PostgreSQL specific model fields

All of these fields are available from the django.contrib.postgres.fields module.

Indexing these fields

Index and Field.db_index both create a B-tree index, which isn’t particularly helpful when querying complex data types. Indexes such as GinIndex and GistIndex are better suited, though the index choice is dependent on the queries that you’re using. Generally, GiST may be a good choice for the range fields and HStoreField, and GIN may be helpful for ArrayField and JSONField.

ArrayField

class ArrayField(base_field, size=None, **options)[source]

A field for storing lists of data. Most field types can be used, you simply pass another field instance as the base_field. You may also specify a size. ArrayField can be nested to store multi-dimensional arrays.
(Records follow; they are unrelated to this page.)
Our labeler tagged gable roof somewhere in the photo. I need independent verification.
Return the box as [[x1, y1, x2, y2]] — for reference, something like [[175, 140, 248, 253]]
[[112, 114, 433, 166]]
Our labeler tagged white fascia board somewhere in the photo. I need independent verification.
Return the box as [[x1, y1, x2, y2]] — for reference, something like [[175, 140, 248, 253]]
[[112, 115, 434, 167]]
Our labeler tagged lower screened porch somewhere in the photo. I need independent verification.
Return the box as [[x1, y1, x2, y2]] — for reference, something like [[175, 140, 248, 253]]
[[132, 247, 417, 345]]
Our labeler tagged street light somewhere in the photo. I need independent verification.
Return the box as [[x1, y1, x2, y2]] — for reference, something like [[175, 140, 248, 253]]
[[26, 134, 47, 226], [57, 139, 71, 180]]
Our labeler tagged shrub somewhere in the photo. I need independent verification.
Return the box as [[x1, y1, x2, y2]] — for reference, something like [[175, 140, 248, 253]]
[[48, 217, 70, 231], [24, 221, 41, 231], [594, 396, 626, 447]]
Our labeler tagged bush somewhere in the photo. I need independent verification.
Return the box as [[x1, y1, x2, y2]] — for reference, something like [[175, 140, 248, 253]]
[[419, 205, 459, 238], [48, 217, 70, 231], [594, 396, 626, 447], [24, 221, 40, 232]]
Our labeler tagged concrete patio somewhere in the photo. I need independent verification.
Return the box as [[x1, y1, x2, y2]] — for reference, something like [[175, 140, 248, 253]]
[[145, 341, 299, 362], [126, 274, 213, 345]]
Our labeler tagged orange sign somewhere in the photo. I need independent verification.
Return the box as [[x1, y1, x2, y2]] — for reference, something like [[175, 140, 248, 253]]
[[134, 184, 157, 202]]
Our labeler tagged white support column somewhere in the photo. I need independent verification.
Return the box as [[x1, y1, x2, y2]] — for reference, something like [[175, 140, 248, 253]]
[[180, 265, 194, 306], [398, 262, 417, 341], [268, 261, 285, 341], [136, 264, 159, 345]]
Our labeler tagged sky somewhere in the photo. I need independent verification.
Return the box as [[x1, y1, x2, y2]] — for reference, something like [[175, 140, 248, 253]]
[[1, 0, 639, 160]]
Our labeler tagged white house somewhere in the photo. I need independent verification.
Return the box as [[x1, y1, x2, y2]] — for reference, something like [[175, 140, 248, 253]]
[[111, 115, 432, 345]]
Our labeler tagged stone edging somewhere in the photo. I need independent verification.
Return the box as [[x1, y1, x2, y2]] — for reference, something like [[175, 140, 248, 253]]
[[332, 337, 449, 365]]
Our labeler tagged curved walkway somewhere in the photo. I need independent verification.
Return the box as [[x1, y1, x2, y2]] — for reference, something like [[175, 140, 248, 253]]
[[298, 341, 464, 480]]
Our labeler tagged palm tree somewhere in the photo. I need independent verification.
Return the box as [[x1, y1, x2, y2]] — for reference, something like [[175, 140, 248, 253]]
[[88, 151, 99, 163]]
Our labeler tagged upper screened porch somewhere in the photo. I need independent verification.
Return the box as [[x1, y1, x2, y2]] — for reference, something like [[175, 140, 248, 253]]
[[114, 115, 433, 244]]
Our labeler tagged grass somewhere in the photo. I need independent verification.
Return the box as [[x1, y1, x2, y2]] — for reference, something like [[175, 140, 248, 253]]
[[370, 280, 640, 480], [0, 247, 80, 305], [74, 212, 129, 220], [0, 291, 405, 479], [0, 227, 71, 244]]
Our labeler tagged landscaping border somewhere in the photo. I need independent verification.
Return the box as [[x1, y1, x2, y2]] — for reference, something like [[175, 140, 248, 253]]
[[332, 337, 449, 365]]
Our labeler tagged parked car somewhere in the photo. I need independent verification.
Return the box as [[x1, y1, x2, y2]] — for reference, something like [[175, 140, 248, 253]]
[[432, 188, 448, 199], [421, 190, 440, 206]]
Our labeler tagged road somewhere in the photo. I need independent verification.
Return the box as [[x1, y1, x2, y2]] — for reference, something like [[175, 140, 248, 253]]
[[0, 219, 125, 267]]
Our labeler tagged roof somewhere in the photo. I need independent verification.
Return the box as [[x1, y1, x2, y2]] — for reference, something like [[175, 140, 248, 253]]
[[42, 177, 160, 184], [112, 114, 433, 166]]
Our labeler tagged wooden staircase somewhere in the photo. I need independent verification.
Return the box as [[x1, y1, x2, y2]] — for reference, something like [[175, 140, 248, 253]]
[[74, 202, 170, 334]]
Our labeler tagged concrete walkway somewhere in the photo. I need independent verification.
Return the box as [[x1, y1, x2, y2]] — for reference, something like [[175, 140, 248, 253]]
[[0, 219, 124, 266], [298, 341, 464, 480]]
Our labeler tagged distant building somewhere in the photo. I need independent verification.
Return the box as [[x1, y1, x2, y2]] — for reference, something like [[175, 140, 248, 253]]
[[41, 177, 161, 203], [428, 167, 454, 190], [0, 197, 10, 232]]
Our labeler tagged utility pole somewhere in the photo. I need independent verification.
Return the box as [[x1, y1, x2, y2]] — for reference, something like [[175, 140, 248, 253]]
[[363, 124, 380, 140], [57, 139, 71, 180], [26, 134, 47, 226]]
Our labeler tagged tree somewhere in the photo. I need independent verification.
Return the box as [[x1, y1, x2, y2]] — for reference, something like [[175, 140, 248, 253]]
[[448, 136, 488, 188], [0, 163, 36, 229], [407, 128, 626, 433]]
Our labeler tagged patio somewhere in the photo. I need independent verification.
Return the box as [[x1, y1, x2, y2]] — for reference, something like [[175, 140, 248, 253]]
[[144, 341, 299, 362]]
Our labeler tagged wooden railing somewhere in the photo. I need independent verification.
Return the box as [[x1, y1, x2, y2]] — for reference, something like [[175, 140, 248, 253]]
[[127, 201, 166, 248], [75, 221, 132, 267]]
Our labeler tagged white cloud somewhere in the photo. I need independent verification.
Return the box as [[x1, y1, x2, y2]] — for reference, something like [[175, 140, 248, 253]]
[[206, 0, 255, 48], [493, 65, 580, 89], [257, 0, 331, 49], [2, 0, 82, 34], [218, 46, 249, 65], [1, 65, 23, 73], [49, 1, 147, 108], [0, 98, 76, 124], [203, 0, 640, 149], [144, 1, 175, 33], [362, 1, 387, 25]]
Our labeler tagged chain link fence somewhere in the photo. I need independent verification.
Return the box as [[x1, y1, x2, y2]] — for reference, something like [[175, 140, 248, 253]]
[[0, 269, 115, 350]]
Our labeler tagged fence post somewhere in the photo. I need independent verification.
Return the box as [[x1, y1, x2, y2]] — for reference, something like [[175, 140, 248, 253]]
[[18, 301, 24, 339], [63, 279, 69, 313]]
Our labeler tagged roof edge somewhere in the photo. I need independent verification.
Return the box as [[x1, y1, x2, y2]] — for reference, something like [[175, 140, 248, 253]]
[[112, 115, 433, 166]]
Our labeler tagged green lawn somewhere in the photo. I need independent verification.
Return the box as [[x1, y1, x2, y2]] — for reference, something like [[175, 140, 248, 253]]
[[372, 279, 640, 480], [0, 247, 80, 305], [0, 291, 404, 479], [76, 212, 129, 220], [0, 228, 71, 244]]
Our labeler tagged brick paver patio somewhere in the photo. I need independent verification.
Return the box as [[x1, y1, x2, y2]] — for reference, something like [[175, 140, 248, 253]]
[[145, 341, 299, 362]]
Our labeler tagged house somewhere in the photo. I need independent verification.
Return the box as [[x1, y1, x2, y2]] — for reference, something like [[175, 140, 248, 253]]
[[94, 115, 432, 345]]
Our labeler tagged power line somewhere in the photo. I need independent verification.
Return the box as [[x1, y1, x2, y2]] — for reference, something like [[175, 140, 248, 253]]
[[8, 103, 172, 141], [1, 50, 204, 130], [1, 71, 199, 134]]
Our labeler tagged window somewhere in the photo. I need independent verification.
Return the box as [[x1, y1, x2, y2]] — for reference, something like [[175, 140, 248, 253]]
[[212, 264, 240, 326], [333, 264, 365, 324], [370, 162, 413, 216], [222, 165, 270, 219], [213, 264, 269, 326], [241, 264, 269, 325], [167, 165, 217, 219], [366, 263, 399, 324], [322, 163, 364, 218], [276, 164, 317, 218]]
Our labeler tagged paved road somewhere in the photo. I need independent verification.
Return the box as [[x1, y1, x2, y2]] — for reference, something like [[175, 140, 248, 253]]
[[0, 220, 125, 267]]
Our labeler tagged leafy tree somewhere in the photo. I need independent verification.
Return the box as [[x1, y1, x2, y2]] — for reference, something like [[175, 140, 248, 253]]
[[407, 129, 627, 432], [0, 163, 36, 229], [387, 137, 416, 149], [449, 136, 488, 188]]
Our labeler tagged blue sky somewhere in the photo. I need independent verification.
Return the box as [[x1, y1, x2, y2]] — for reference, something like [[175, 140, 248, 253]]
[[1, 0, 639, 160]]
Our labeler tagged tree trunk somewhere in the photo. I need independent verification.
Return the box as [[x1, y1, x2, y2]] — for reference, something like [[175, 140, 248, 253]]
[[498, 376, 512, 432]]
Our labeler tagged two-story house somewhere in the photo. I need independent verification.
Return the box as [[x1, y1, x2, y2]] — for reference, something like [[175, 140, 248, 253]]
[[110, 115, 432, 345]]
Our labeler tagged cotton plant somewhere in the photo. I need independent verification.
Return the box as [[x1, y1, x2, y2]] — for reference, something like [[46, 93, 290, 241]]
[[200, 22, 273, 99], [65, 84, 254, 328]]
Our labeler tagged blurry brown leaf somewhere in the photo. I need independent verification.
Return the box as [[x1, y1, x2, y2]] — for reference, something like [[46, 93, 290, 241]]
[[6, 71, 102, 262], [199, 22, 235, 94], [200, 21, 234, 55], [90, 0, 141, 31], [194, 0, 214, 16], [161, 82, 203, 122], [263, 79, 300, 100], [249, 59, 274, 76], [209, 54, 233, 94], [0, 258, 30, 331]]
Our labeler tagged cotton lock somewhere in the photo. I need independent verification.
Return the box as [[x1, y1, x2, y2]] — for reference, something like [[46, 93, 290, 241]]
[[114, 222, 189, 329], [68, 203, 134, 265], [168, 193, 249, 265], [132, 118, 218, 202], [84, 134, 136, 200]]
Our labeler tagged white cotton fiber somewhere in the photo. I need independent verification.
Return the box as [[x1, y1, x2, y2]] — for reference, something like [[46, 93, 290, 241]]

If you give the field a default, ensure it’s a callable such as list (for an empty default) or a callable that returns a list (such as a function). Incorrectly using default=[] creates a mutable default that is shared between all instances of ArrayField.

base_field

This is a required argument.

Specifies the underlying data type and behavior for the array. It should be an instance of a subclass of Field. For example, it could be an IntegerField or a CharField. Most field types are permitted, with the exception of those handling relational data (ForeignKey, OneToOneField and ManyToManyField).

It is possible to nest array fields - you can specify an instance of ArrayField as the base_field. For example:

from django.contrib.postgres.fields import ArrayField
from django.db import models

class ChessBoard(models.Model):
    board = ArrayField(
        ArrayField(
            models.CharField(max_length=10, blank=True),
            size=8,
        ),
        size=8,
    )

Transformation of values between the database and the model, validation of data and configuration, and serialization are all delegated to the underlying base field.

size

This is an optional argument.

If passed, the array will have a maximum size as specified. This will be passed to the database, although PostgreSQL at present does not enforce the restriction.

Note

When nesting ArrayField, whether you use the size parameter or not, PostgreSQL requires that the arrays are rectangular:

from django.contrib.postgres.fields import ArrayField
from django.db import models

class Board(models.Model):
    pieces = ArrayField(ArrayField(models.IntegerField()))

# Valid
Board(pieces=[
    [2, 3],
    [2, 1],
])

# Not valid
Board(pieces=[
    [2, 3],
    [2],
])

If irregular shapes are required, then the underlying field should be made nullable and the values padded with None.

Querying ArrayField

There are a number of custom lookups and transforms for ArrayField. We will use the following example model:

from django.contrib.postgres.fields import ArrayField
from django.db import models

class Post(models.Model):
    name = models.CharField(max_length=200)
    tags = ArrayField(models.CharField(max_length=200), blank=True)

    def __str__(self):
        return self.name

contains

The contains lookup is overridden on ArrayField. The returned objects will be those where the values passed are a subset of the data. It uses the SQL operator @>. For example:

>>> Post.objects.create(name='First post', tags=['thoughts', 'django'])
>>> Post.objects.create(name='Second post', tags=['thoughts'])
>>> Post.objects.create(name='Third post', tags=['tutorial', 'django'])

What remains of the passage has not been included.